It is well known that Zope speaks XML-RPC, however it has not until now been well known how to use XML-RPC with Zope.
Because it's cool and allows sending structured data over HTTP, and most importantly because it is supported by other things besides Zope.
If you just want to exchange data between Zope processes, you might want to look into Zope's own RPC mechanism ZPublisher.Client
.
Every Zope object can respond to HTTP requests. This is Zope's object publishing philosophy. For example, a Folder will tell you the names of the items it contains when you call its objectIds
method. So if the Folder is located at:
http://www.example.com/Foo/Bar/MyFolder
you can request its contents by calling:
http://www.example.com/Foo/Bar/MyFolder/objectIds
XML-RPC support works the same way. You can send an XML-RPC request to call the objectIds
method directly to the MyFolder object:
POST /Foo/Bar/MyFolder HTTP/1.0 Content-Type: text/xml Content-length: 95 <?xml version="1.0"?> <methodCall> <methodName>objectIds</methodName> <params/> </methodCall>
The results will be a list of contained object names.
All Zope objects are publishable and thus all are XML-RPC aware. There is no need to do anything special. In fact, Zope will encode your response so it is sufficient to return standard Python objects and Zope will marshal them into XML-RPC format.
Since XML-RPC runs over HTTP Zope still obeys authentication rules. This is one of Zope's great strengths--a simple and powerful security model. Zope carries this security model to XML-RPC. Your XML-RPC user agent should use basic authentication when accessing protected resources.
Fredrik Lundh's XML-RPC Python module doesn't come with support for sending requests with basic authentication, but it can easily be extended to do so.
Here's an example of how to do this that works for me:
import string, xmlrpclib, httplib from base64 import encodestring class BasicAuthTransport(xmlrpclib.Transport): def __init__(self, username=None, password=None): self.username=username self.password=password def request(self, host, handler, request_body): # issue XML-RPC request h = httplib.HTTP(host) h.putrequest("POST", handler) # required by HTTP/1.1 h.putheader("Host", host) # required by XML-RPC h.putheader("User-Agent", self.user_agent) h.putheader("Content-Type", "text/xml") h.putheader("Content-Length", str(len(request_body))) # basic auth if self.username is not None and self.password is not None: h.putheader("AUTHORIZATION", "Basic %s" % string.replace( encodestring("%s:%s" % (self.username, self.password)), "\012", "")) h.endheaders() if request_body: h.send(request_body) errcode, errmsg, headers = h.getreply() if errcode != 200: raise xmlrpclib.ProtocolError( host + handler, errcode, errmsg, headers ) return self.parse_response(h.getfile())
Zope doesn't provide support in DTML to use XML-RPC as a client, but that doesn't mean that it can't be done.
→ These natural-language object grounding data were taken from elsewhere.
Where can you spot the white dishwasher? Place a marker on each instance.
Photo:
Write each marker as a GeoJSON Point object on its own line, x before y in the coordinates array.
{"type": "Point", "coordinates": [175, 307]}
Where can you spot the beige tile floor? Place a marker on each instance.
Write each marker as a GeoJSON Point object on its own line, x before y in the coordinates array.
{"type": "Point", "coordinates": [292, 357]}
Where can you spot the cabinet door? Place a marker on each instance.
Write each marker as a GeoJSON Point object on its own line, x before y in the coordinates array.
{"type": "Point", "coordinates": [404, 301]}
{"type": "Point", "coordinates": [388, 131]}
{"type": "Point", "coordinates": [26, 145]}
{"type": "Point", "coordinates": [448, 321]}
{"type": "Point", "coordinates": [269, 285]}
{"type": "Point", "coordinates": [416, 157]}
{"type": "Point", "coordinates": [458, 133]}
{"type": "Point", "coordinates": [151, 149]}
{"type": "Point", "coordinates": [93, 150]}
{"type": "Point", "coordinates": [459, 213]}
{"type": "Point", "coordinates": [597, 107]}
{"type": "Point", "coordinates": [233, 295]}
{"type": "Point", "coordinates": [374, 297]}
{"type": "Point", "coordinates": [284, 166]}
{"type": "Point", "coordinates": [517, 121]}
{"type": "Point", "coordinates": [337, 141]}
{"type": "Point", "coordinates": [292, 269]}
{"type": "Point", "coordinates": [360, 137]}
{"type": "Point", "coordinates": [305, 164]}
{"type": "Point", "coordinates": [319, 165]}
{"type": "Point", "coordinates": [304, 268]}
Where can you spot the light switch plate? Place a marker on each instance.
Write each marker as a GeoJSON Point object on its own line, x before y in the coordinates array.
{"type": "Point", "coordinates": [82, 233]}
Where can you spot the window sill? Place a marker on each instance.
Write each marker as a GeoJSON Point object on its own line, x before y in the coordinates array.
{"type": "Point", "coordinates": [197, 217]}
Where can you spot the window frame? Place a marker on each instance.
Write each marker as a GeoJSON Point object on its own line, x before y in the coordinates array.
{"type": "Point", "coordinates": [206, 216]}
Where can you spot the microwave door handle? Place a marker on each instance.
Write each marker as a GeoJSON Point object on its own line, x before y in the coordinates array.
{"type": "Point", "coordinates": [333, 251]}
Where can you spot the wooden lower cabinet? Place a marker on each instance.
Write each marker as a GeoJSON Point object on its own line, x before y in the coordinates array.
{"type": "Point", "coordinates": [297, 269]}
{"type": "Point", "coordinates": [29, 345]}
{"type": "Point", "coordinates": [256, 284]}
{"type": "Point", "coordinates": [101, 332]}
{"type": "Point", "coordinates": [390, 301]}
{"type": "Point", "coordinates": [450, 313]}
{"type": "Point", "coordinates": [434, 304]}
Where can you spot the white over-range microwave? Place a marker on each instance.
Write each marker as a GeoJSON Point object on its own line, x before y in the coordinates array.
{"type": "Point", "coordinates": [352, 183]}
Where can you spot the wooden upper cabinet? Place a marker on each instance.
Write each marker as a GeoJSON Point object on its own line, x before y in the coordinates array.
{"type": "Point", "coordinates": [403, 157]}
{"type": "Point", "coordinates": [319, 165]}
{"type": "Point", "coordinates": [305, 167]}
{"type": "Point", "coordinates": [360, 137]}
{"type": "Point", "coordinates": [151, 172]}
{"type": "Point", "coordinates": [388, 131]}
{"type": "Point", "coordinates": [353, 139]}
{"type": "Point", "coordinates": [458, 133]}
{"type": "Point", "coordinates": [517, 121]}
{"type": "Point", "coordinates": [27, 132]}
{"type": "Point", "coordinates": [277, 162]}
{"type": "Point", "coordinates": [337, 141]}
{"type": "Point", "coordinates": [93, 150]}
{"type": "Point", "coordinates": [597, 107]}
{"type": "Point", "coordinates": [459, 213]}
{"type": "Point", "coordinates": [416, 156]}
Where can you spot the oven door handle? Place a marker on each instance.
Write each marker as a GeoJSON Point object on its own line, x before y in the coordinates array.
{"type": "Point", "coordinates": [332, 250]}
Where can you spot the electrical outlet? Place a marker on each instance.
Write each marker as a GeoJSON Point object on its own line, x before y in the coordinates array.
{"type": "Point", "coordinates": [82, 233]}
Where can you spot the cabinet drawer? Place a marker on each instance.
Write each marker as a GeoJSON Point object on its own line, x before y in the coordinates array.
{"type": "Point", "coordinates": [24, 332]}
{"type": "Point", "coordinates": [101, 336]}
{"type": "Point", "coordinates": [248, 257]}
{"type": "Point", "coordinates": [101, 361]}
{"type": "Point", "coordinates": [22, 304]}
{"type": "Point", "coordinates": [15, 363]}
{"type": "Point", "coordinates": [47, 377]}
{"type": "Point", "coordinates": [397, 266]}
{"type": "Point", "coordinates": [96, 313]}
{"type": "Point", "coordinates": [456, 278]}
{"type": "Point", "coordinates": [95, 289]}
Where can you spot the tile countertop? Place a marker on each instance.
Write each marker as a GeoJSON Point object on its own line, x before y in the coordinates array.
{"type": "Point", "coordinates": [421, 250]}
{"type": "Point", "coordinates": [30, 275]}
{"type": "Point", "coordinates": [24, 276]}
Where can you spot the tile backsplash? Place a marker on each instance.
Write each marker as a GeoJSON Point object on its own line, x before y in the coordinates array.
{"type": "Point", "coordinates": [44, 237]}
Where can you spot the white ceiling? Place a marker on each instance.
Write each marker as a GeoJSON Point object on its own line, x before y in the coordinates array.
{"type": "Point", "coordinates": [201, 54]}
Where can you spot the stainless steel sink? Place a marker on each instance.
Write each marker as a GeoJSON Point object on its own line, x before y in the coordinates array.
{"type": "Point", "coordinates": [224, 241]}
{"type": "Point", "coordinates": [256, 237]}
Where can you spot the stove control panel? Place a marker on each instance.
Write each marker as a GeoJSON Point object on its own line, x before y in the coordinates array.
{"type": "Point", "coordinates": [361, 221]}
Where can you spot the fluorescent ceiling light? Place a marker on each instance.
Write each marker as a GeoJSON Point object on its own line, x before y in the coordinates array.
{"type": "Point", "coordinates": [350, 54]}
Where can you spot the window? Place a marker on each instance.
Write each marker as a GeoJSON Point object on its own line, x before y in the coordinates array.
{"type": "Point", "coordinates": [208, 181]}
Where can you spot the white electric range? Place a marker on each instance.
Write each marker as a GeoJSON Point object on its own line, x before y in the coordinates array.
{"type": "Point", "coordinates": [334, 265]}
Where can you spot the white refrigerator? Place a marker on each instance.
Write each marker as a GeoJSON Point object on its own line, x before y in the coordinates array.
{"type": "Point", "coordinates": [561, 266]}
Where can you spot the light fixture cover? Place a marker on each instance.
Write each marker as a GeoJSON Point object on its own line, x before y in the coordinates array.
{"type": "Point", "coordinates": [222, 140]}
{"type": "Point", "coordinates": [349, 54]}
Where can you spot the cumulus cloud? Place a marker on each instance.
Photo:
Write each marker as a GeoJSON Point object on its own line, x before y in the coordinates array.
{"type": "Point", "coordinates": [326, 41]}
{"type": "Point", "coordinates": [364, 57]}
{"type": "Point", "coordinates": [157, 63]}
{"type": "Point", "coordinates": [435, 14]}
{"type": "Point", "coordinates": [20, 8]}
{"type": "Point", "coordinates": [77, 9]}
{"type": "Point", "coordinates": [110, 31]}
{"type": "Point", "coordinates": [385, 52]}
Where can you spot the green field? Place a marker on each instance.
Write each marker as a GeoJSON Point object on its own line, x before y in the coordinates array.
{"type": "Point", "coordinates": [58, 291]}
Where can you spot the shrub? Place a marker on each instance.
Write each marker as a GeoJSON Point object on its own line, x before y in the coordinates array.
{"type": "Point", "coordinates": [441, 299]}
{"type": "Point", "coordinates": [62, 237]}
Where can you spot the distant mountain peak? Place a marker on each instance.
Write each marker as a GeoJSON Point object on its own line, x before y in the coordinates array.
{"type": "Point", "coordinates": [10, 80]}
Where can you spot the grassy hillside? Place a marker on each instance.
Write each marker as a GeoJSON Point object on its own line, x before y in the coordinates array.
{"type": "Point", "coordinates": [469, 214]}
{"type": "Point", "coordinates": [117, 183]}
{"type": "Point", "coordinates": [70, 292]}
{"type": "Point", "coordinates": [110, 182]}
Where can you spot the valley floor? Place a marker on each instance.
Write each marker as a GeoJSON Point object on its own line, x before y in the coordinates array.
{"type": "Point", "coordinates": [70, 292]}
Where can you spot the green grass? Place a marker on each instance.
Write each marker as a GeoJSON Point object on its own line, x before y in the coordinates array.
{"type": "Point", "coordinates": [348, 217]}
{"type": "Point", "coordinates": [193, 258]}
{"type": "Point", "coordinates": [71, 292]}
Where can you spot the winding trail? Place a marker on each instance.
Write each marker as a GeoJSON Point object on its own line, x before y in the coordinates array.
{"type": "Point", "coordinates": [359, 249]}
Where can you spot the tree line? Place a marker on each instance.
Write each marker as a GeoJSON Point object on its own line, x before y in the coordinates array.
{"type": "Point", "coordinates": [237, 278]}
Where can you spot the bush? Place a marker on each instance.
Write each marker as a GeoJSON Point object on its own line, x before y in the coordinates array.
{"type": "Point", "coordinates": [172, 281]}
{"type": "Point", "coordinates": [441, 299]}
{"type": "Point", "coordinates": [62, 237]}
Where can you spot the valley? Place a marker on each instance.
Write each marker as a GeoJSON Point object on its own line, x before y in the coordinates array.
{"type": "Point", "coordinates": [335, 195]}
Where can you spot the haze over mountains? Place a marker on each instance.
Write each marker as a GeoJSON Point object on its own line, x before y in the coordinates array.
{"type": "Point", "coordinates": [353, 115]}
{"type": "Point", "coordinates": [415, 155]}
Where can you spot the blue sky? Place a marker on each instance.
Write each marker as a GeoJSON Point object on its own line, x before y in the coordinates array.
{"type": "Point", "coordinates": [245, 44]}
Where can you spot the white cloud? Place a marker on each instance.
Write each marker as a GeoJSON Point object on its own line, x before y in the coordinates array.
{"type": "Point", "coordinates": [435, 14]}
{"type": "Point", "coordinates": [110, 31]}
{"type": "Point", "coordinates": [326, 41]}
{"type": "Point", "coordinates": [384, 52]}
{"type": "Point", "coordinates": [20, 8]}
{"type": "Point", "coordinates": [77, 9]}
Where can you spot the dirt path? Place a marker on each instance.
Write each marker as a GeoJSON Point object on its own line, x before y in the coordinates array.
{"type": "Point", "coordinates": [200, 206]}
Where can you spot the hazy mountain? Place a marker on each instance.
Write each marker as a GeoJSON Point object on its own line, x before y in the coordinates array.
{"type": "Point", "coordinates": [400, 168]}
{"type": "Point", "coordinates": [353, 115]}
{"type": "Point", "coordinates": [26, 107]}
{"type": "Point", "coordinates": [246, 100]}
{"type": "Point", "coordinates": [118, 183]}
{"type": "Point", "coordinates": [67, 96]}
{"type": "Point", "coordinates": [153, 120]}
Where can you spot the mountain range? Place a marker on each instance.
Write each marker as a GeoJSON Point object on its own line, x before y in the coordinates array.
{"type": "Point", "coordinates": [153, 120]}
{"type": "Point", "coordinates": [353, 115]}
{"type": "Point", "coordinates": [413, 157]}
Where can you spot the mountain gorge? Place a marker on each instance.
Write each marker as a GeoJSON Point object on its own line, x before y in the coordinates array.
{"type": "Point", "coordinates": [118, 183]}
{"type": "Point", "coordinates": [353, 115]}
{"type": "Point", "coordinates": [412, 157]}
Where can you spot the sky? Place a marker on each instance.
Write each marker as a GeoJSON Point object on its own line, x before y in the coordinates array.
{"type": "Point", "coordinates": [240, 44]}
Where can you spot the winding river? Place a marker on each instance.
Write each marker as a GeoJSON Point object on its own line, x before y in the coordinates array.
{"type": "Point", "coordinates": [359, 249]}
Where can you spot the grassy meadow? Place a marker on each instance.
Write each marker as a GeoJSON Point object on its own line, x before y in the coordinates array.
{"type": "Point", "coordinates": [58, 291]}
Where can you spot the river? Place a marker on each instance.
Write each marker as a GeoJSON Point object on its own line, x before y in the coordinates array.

Fredrik Lundh's XML-RPC Python module comes with Zope and you can use this in your External Methods or Zope Products to use XML-RPC as a client.
Here's an example:
import xmlrpclib def getStateName(self, number): "Returns a state name given an integer state number" server_url="http://betty.userland.com" server=xmlrpclib.Server(server_url) return server.examples.getStateName(number)
To call this External Method you might want to create a form like this:
<form action="getStateName"> state number <input name="number:int"> <input type="submit" value="get name"> </form>
This example does not show it, but as always when writing code to access remote resources you need to take into account the possibility that the connection fail in one way or another, and it could take a very long time to get a response.
It would be an interesting project (hint, hint) to write an XML-RPC Method Zope Product that was smart about caching, etcetera. This would make XML-RPC available from DTML in a safe form.